The diamond industry is an interesting success story, especially from the family firm viewpoint. Future sustenance will require actions on several fronts to withstand environmental onslaughts, including a competitive threat from China. The important areas are:
Professionalisation: Professionalisation promises the potential to dramatically improve both the tangible bottom line and intangible governance quality. The induction of professionals will enable the owner-manager group to gradually vacate routine tasks so that they can focus on issues of strategic importance. There are some aspects of the business where acquired acumen and native intelligence may fail to deliver optimum performance. For example, employment of qualified and trained engineers can greatly enhance operational efficiency. Only dogged conviction and determination, with patience and faith in professional competence, can yield positive outcome. A half-hearted and apprehensive approach will only lead to business failure, demoralisation of professionals and a waste of resources.
Technological upgrading: Technological change will help in modernising the organisational outlook and will allow the firm to enhance competitiveness through better efficiency and higher productivity.
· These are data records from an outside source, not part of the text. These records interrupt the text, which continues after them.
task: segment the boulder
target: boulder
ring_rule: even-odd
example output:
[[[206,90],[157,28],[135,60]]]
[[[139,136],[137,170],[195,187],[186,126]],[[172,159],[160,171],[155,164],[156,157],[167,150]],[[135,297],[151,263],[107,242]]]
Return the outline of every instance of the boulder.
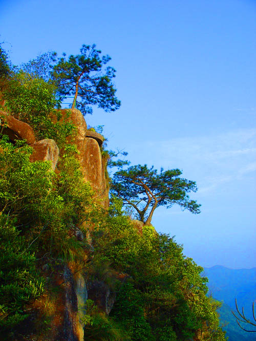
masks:
[[[30,158],[31,162],[36,161],[51,161],[52,168],[54,170],[59,154],[59,148],[55,141],[51,139],[46,139],[31,144],[31,146],[34,150]]]
[[[99,144],[94,139],[86,137],[80,145],[80,161],[85,180],[90,181],[96,197],[104,207],[109,204],[105,165]]]
[[[87,290],[88,299],[92,300],[98,308],[109,314],[116,300],[116,293],[110,291],[109,286],[101,281],[89,283]]]
[[[60,121],[66,119],[66,115],[68,115],[69,117],[67,119],[69,119],[76,127],[77,134],[76,136],[72,137],[72,142],[76,144],[78,151],[80,152],[81,145],[82,144],[87,132],[87,124],[82,113],[77,109],[60,109],[58,110],[58,112],[61,113],[62,117]],[[53,116],[52,119],[53,122],[56,122],[56,116]],[[69,142],[71,142],[71,139],[68,140]]]
[[[25,122],[14,118],[2,110],[0,110],[1,125],[2,133],[9,136],[10,140],[14,143],[15,140],[25,139],[28,144],[35,142],[35,136],[32,128]]]
[[[59,112],[62,115],[62,119],[65,119],[66,114],[69,113],[69,119],[76,126],[77,134],[68,138],[68,140],[76,145],[84,178],[91,183],[100,203],[107,208],[109,199],[105,174],[105,162],[102,160],[100,148],[104,138],[100,134],[87,130],[87,124],[79,110],[61,109]],[[52,119],[56,120],[56,116],[53,117]]]
[[[103,141],[104,141],[104,137],[102,135],[101,135],[100,134],[99,134],[98,133],[93,132],[91,130],[87,131],[86,133],[86,137],[91,137],[91,138],[96,140],[100,147],[102,146]]]

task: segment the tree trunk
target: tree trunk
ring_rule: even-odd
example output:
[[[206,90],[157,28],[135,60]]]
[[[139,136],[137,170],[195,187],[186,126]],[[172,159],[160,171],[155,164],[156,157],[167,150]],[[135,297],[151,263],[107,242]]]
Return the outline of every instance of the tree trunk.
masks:
[[[74,97],[74,99],[73,101],[72,106],[72,109],[74,109],[76,107],[76,99],[77,98],[77,95],[78,95],[78,81],[79,79],[77,80],[76,84],[76,93],[75,94],[75,97]]]

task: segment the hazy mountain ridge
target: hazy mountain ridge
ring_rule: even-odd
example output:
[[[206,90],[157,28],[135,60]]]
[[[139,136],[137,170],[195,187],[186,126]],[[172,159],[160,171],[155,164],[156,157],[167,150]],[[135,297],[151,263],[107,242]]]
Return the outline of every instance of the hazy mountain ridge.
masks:
[[[250,319],[253,318],[252,303],[256,301],[256,268],[233,269],[216,265],[204,268],[202,274],[209,280],[209,294],[223,302],[219,312],[221,323],[227,325],[223,329],[227,332],[229,341],[256,340],[256,333],[243,331],[231,313],[232,311],[236,311],[237,299],[240,310],[243,307],[246,316]],[[245,324],[243,326],[246,329],[251,329]]]

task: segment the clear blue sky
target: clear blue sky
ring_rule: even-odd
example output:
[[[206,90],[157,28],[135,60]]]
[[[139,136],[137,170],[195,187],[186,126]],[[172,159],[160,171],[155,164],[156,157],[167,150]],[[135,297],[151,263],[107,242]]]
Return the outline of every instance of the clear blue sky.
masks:
[[[2,0],[0,26],[16,65],[83,44],[109,54],[122,106],[88,123],[199,187],[200,215],[159,208],[156,229],[203,266],[256,266],[256,1]]]

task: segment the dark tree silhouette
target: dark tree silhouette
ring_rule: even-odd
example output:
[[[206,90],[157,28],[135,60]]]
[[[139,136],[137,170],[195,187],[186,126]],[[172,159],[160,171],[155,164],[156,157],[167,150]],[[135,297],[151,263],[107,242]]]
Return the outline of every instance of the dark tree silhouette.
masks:
[[[120,105],[115,96],[116,89],[112,82],[116,70],[110,66],[102,68],[111,60],[109,56],[100,55],[101,52],[96,46],[83,45],[81,54],[66,54],[58,59],[53,67],[52,78],[61,96],[74,96],[72,108],[77,108],[84,115],[91,114],[90,105],[96,105],[106,112],[114,111]]]
[[[201,205],[190,200],[187,194],[197,190],[195,182],[179,177],[182,172],[178,169],[164,172],[161,168],[158,174],[153,168],[153,166],[148,168],[146,165],[139,164],[116,172],[112,193],[121,198],[124,204],[132,206],[145,225],[151,223],[153,214],[159,206],[168,208],[177,204],[192,213],[200,213]]]
[[[236,299],[236,307],[237,308],[237,311],[239,314],[239,316],[240,317],[237,316],[235,313],[232,311],[232,313],[233,315],[237,319],[237,322],[238,323],[238,325],[239,326],[239,327],[241,328],[241,329],[243,329],[243,330],[244,330],[245,331],[248,332],[249,333],[256,333],[256,330],[247,330],[247,329],[245,329],[244,328],[242,327],[241,324],[239,323],[239,321],[240,321],[241,322],[243,322],[244,323],[247,323],[248,325],[250,325],[251,326],[253,326],[254,327],[256,327],[256,324],[254,323],[253,322],[251,322],[251,321],[250,321],[249,319],[247,318],[245,315],[244,315],[244,308],[243,307],[242,307],[242,313],[239,311],[239,310],[238,309],[238,304],[237,302],[237,299]],[[254,314],[254,303],[252,303],[252,315],[253,316],[253,318],[254,319],[254,321],[256,322],[256,319],[255,318],[255,314]],[[240,318],[241,317],[241,318]]]

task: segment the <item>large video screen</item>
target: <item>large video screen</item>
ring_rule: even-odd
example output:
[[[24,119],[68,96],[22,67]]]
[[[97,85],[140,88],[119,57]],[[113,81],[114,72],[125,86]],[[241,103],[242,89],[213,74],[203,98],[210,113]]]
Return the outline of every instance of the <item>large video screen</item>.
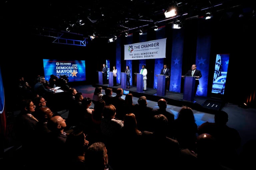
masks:
[[[49,80],[51,74],[59,78],[65,76],[69,82],[83,81],[85,77],[85,61],[63,61],[43,59],[45,79]]]
[[[229,54],[218,54],[216,55],[212,93],[224,95],[228,72]]]

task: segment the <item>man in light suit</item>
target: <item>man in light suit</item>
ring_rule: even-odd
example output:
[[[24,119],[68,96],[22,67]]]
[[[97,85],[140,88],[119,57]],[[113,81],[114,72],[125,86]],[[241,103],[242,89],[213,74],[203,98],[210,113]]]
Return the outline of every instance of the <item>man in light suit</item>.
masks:
[[[170,86],[170,77],[171,77],[171,70],[167,68],[167,65],[164,64],[164,68],[161,70],[160,74],[165,76],[165,93],[166,90],[169,91]]]
[[[103,64],[103,68],[102,68],[102,72],[103,73],[103,84],[107,84],[108,79],[108,68],[105,64]]]
[[[147,74],[148,74],[148,71],[147,69],[145,68],[145,65],[143,65],[142,67],[142,68],[140,69],[140,73],[143,75],[143,91],[145,91],[147,90]]]
[[[201,71],[196,69],[196,65],[193,64],[191,67],[191,70],[189,70],[184,76],[181,76],[182,77],[185,76],[195,76],[196,77],[196,82],[195,83],[195,92],[194,96],[196,96],[197,91],[197,86],[199,85],[199,79],[202,77]]]

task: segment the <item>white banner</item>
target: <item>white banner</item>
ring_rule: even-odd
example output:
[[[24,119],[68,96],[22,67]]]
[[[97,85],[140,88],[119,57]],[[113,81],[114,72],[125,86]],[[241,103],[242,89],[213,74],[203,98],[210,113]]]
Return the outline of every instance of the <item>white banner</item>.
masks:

Only performance-focused investment decisions, not 'demonstration effect-driven' moves, will yield the desired results.
Managerial competence: Success often breeds complacency. At times, it even hinders future progress. Diamond industry entrepreneurs are well equipped with financial wizardry, judgmental insights, negotiation skills and business acumen. Past success is a testimony. Yet, at least three areas provide opportunity for performance enhancement of owner-managers:
- leadership skill building for better human resource management including management of professionals;
- proactive approaches towards organisation building; and
- broadening of business perspectives to enable infusion of translatable ideas from other industries and/or countries.
Business diversification: Comfortable surpluses led many firms to seek diversification. Unsound principles and short-term orientation have resulted in huge losses and dead investments. A promising area for the diamond industry is forward integration into jewellery making and many have already entered the field. But the success rules in this new arena call for a reoriented mindset. To achieve sustainable success in new ventures, a dramatic shift in the business approach combined with the willingness and ability to sever the stumbling vestiges of current business practices are called for.
Corporate governance architecture: Experiences within the industry can provide guidelines for future corporate governance. Auditing the present governance practices is beneficial for preparing an appropriate model suiting the individual firm's aspirations. This initiative is likely to lead to Achaar Samhita(code of conduct) that can act as a reference point for managing the business-family interface – ensuring business growth with family harmony.
In summary, a combination of leadership skills, family upbringing and cultural norms have contributed to a healthy sustenance of the family firms that dominate the diamond industry. It is impossible to predict the future but the prevailing arrangements supported by the above-mentioned changes will decidedly enable these family firms to withstand any future challenges.